Fundamentals of Medical Imaging. Second Edition. Paul Suetens (Author). Cambridge 2010, 264 pages, 76 illustrations, $ 108.00.
By the title of this book Fundamentals of Medical Imaging, one would think it should appeal to clinical neuroradiologists. In truth, this 264-page book is written primarily with the graduate student in medical physics in mind. The chapters include “Introduction to Digital Image Processing,” “Radiography,” “CT,” “MRI,” “Nuclear Medicine Imaging,” “Ultrasound,” “Medical Imaging Analysis,” and “Visualization for Diagnosis and Therapy.” In these chapters there are enough mathematical durations, graphs, and differential equations to give a radiologist severe arrhythmia.

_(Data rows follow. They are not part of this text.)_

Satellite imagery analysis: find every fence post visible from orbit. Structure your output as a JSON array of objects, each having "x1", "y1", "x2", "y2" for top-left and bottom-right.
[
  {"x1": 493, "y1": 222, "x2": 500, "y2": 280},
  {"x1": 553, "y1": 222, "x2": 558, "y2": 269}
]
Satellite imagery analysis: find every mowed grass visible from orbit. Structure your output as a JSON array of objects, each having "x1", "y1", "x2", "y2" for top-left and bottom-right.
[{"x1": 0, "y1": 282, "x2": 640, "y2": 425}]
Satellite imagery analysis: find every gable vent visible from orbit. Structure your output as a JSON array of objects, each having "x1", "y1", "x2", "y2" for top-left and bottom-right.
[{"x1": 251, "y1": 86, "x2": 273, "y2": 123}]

For those who wish to delve deeply into the mathematical/physical underpinnings of our specialty, this book will be useful. For the rest of us who need to know (but not to this extent) why images appear as they do, give thanks that we no longer have to deal with integrals calculus. One can (fortunately) skip the mathematics and read summaries of all modalities currently in use clinically. The accompanying pictures of imaging equipment, diagrams explaining the generations of images, and the imaging all serve to explain each modality well. What, in particular, is worth scrutinizing is the chapter on visualization for diagnosis and treatment. Here one can gain an appreciation of the use of 2D, 3D, surface and volume rendering along with image integration in intraoperative neuronavigation and virtual reality displays. For those Departments with a strong Physics section, this book is recommended and clinical radiologists may wish to read portions of it to acquaint themselves with many evolving techniques in imaging.